The generic optimization of the RIB-to-FIB update process is known as Prefix-Independent Convergence (PIC) – if the routing protocols can pre-compute alternate paths, suitably designed FIB can use that information to cache alternate next hops. Updating such a FIB no longer involves numerous updates to individual prefixes; you have to change only the next hop reachability information.
PIC was first implemented for BGP (you can find more details, including interesting discussions of FIB architectures, in another presentation Pierre Francois had @ EuroNOG), which usually carries hundreds of thousands of prefixes that point to a few tens of different next hops. It seems some Service Providers carry way too many routes in OSPF or IS-IS, so it made sense to implement LFA for those routing protocols as well.
In its simplest form, BGP PIC goes a bit beyond exiting EBGP/IBGP multipathing and copies backup path information into RIB and FIB. Distributing alternate paths throughout the network requires numerous additional tweaks, from modified BGP path propagation rules to modified BGP route reflector behavior.
IGP-based “restoration” techniques have one important problem. During the time of re-convergence, temporary micro-loops may exist in the topology due to inconsistency of FIB (forwarding) tables of different routers. This behavior is fundamental to link-state algorithms, as routers closer to failure tend to update their forwarding database before the other routers.
Postet from here:
With LFA we always have Loop free alternative and avoid micro-loops during convergence. And you want to describe that nowtime something is changed?
Or maybe LFA applicabilityin SP networks?
BTW, with LFA we don't always have loop-free alternative (Pierre Francois' presentation addressed that in details).
Perhaps you are delving into a comparison of optimizations used for RIB-to-FIB convergence time for the routing protocols vs. what would be required in a controller-based OpenFlow environment.

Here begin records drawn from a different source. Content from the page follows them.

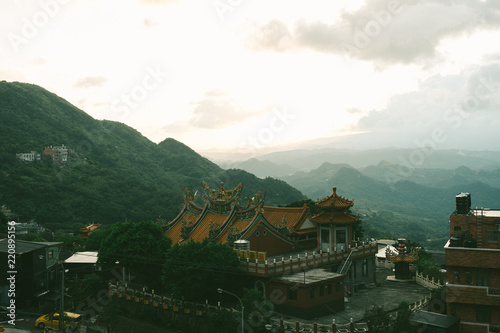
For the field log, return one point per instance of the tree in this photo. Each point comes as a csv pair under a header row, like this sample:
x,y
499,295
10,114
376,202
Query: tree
x,y
3,223
139,247
380,320
402,323
196,269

You mentioned router not always have an LFA.
This true and depend of topoogy, ring topology for exemple is a good case.
Remote LFA will address this caveats. Remote LFA wil compute the PQ node and then establish a dLDP session with PQ node and establish a MPLS tunnel automatically.
PQ node is the first node not sending traffic back to the router.
Cisco implementation will be available in march 2012.